Answer: To find the forces in the structural members of the frame, we can use the method of sections. We will make a cut through the frame, dividing it into two parts, and then analyze the forces acting on each part of the frame.

Explanation:  Assuming the frame is a simple truss with no horizontal forces or external reactions at the supports, we can analyze the left and right sections of the frame separately.

First, we will consider the left section of the frame. We can make a cut through the frame just to the left of the central support, as shown in the diagram below:

                                           5kN

                                               |

                                              V

                            A ------------ B ------------ C

                                               |

                                           10kN

                                              |

                                              |

                                              |

                                              |

                                             D

Using the method of sections, we can solve for the forces in the members AB, BC, and BD. To do this, we need to find the external forces acting on the left section of the frame. The only external force is the 5 kN vertical force acting on member AB.

Using the principle of equilibrium, we can write two equations:

• ΣFx = 0 ΣFy = 0

• ΣFx = ABcos(45) - BCcos(30) = 0

• ΣFy = ABsin(45) + BCsin(30) - 5 = 0

Solving these equations simultaneously, we get:

• AB = 7.07 kN BC = 4.08 kN BD = 5.71 kN (from the triangle ABD)

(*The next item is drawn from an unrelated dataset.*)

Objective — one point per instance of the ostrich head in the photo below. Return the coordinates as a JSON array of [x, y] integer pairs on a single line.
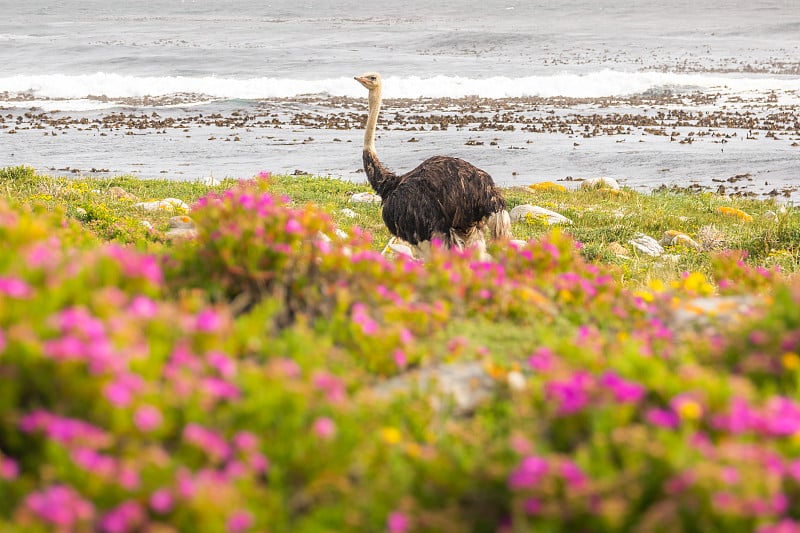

Next, we will consider the right section of the frame. We can make a cut through the frame just to the right of the central support, as shown in the diagram below:

                                          A ------------ B ------------ C

                                                             |

                                                             |

                                                             |

                                                             |

                                                            V

                                                        10kN

                                                            |

                                                            |

                                                            |

                                                           D

Using the same method, we can solve for the forces in the members BC, CD, and BD. To do this, we need to find the external forces acting on the right section of the frame. The only external force is the 10 kN vertical force acting on member CD.

Using the principle of equilibrium, we can write two equations:

• ΣFx = 0 ΣFy = 0

• ΣFx = -BCcos(30) - CDcos(45) = 0

• ΣFy = BCsin(30) + CDsin(45) - 10 = 0

Solving these equations simultaneously, we get:

• BC = 5.77 kN CD = 7.81 kN BD = 5.71 kN (from the triangle ABD)

Therefore, the forces in the members of the frame are:

• AB = 7.07 kN BC = 5.77 kN CD = 7.81 kN BD = 5.71 kN

We can tabulate these results as follows:

                                Member | Force (kN)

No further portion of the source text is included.